Greiner himself, however, followed a different approach, earning his law degree, practicing in the field for six years, and subsequently pursuing a Ph.D. in statistics, which he now incorporates into his classes.
As the Law School faculty expanded to include a wider variety of backgrounds, professors began to study the law in new ways, often using empirical evidence and other fields of study as a lens to examine the law.
“In the last 20 or so years, legal scholarship has increasingly turned to tools from other disciplines, including economics, history, literature, political science, psychology, and statistics,” Law School Dean Martha L. Minow wrote in an email. “This change has brought great range and depth to legal scholarship.”
As a result, the ways in which professors think about legal scholarship have also also changed, according to Greiner.

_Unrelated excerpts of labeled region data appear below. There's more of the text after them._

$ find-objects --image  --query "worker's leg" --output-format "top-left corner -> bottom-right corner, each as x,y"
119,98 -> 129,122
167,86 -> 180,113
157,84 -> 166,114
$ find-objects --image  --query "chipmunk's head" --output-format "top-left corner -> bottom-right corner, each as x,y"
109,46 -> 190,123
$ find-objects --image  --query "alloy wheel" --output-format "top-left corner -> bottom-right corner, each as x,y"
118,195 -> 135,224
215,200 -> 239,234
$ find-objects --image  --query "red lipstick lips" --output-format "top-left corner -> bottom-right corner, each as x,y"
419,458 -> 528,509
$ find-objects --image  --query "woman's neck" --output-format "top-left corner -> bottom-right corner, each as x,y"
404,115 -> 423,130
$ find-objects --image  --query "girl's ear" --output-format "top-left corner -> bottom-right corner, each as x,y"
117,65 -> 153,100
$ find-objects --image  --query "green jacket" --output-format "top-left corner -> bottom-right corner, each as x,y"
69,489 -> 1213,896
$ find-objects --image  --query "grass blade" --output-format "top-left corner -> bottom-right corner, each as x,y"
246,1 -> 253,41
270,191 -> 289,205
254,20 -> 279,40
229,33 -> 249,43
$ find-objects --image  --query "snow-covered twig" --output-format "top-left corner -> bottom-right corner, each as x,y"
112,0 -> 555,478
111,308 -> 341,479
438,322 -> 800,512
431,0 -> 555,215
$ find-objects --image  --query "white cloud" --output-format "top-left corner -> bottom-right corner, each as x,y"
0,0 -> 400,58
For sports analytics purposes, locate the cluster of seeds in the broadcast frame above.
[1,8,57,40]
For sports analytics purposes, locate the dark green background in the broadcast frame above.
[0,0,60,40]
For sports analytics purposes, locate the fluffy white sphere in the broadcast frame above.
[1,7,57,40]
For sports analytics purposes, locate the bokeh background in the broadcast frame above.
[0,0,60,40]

“What law school professors mostly did, what they thought of themselves as doing, was analyzing legal doctrine,” Greiner said. “Modern tenured and tenure track law professors...bring their methodology that they learned about in their Ph.D. and they analyze law with the Ph.D. principles,” Greiner said.
Yet this change comes with both benefits and drawbacks, he said.
“It leads to an extraordinarily diverse faculty that can deploy lots of different ideas when we come together, but we come together less frequently. It leads to less of an integrated experience for the students, but a broader experience for the students.” Greiner said. “It's harder for me to read my colleague's work now because they are deploying lessons in economics for instance and I've never taken an economics course in my life.”
Greiner said this trend is representative of a larger movement away from the “nuts and bolts of practice.”
“We focus less on stuffing our students heads completely full with what the doctrine in different areas of law looks like,” Greiner said, noting that the Law School teaches less legal writing than in the past.
When brought into the classroom, some professors find these new frameworks to be impractical and overly abstract. But others counter that interdisciplinary approaches enhance legal training by helping students view the law in a broader context.